Portuguese coach praises the development of women's handball after the Iberian duel

Oliveira and Kolar defeated France’s Manuel Guinard and Venezuela’s Luis David Martínez in the semi-finals for first place in the series, in straight sets with partial scores of 6-1 and 6-2 after 58 minutes of play.

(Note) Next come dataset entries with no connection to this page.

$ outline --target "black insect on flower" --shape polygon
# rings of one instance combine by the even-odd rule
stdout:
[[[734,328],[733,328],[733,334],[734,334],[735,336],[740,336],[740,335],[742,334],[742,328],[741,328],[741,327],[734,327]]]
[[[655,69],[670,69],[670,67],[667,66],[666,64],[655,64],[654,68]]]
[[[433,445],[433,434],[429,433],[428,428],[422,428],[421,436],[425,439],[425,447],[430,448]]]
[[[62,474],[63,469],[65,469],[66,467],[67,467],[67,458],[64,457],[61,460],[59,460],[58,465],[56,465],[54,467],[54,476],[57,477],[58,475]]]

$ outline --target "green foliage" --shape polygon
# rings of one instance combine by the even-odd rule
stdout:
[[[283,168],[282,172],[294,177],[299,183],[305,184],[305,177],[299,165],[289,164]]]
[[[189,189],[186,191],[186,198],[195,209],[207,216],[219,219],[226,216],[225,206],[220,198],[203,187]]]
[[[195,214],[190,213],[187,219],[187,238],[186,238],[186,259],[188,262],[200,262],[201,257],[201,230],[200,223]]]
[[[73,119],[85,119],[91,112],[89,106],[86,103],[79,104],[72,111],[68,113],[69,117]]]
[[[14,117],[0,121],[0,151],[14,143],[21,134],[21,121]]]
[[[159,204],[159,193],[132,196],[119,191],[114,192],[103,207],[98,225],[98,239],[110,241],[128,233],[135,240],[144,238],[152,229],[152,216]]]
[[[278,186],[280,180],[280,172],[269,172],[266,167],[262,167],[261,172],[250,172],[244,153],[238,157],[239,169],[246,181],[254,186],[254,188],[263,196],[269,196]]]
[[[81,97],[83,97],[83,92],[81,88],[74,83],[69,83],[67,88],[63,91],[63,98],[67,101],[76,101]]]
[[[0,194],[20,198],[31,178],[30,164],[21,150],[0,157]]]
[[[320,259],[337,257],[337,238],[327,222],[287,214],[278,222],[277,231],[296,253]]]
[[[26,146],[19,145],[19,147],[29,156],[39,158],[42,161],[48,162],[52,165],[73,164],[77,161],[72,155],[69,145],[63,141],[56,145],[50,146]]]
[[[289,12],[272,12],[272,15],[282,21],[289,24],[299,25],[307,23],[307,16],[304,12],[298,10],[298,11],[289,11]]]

In the title match, they will take on the Ukrainian duo of Vladislav Manafov and Oleg Prikhodko, who eliminated Jivan Nedunchezhyan of India and Christopher Rungkat of Indonesia 6-4 and 6-2 in the semi-finals.

For the 27-year-old Portuguese tennis player, this will be his 31st doubles final at the ATP Challenger Tour and third at the Lisboa Belém Open after reaching the final in 2017 with compatriot Frederico Gil and champion in 2020 with Dominican Roberto Cid Subervi.

In singles, Italian Marco Cecchinato, semi-finalist of Roland Garros in 2018, beat Spaniard Carlos Taberner 7-6 (7-2) and 6-4, scheduling a meeting in the semi-final with the “Reserve” Kazakh Timofey Skatov, responsible for eliminating Frenchman Benoit Pera, in three matches, with a score of 6-4, 2-6 and 7-5.

The other semi-final of the Lisbon tournament will be discussed between Austrian Filip Mizolich, who defeated Giulio Zeppieri 6-4 today, and Frenchman Luca van Assche, the executioner of compatriot Alexander Müller, who finished seventh. parts 6-4 and 7-5.